New tech for blind people narrates surroundings, leaves ears open

A new app called Autour promises to be the equivalent of “neon signs for blind people” according to its designer.

Autour app already helping people in major Canadian cities, working towards U.S. expansion

Autour advises users of their surroundings in a more user-friendly way than other apps on the market. (The Associated Press)

A new app called Autour promises to be the equivalent of "neon signs for blind people" according to its designer.

It describes itself as an eyes-free mobile system that relays information to the user in a much easier way to understand than the other products on the market.

Autour designer Jeremy Cooperstock said a number of users have told him about the difference it's made in their lives.

"The wife of one of the testers said, 'You know, you always ask me when we're walking down the street: what's on my right, what's on my left, what's over there.' Now you can see for yourself," Cooperstock told CBC Montreal's Homerun.

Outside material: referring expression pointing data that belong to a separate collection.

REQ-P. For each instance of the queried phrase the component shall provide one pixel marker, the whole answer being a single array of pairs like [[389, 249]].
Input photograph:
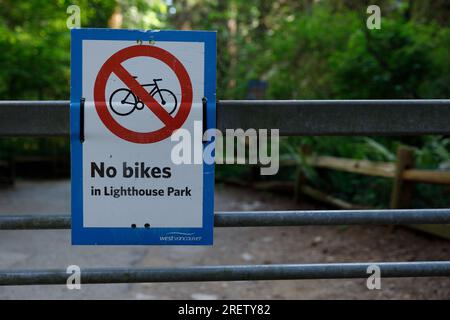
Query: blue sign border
[[137, 236]]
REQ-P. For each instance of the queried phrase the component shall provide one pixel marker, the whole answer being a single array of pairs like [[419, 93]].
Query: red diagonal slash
[[148, 100], [114, 65]]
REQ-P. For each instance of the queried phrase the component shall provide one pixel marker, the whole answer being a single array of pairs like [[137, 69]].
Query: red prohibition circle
[[114, 65]]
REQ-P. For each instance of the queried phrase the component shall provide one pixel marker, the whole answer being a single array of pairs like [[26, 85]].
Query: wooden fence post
[[402, 189]]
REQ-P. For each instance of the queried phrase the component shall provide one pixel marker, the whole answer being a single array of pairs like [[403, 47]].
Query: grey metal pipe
[[291, 117], [266, 218], [228, 273]]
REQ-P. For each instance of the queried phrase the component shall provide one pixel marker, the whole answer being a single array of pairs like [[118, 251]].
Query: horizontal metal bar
[[291, 117], [228, 273], [266, 218]]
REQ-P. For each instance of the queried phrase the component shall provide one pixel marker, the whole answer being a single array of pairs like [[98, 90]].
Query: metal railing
[[354, 117]]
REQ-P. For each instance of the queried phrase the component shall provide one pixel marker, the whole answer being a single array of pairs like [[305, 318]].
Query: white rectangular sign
[[131, 93]]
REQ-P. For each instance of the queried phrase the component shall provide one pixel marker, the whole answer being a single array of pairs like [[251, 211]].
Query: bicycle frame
[[155, 88]]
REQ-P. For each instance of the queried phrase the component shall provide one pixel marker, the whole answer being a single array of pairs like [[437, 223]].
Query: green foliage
[[303, 49]]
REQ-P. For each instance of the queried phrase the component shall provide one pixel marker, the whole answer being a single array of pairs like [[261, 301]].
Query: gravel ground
[[52, 249]]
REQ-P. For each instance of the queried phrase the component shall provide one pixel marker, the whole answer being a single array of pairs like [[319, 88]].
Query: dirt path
[[50, 249]]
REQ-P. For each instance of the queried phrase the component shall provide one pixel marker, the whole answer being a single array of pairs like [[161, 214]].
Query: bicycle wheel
[[122, 102], [169, 101]]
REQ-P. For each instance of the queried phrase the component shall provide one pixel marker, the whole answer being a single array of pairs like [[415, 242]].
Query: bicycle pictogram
[[124, 102]]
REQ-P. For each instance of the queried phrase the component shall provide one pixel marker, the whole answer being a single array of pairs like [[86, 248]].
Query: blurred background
[[281, 49], [285, 49]]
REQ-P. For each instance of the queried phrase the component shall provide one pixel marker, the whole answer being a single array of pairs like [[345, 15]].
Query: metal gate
[[292, 118]]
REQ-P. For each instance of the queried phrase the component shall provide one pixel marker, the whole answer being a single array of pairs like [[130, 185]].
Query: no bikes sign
[[130, 90]]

Using GPS technology, the app voices what a person would see in their vicinity — for example, a bank on their right or a bus stop on their left.

Bone conduction headphones are recommended so the ears remain free to hear. The special headphones sit near the ear but not over it and vibrate sound to the inner ear.

The project started in 2009 and Cooperstock said the testing and refining was the most time-consuming part of the getting the app ready for market.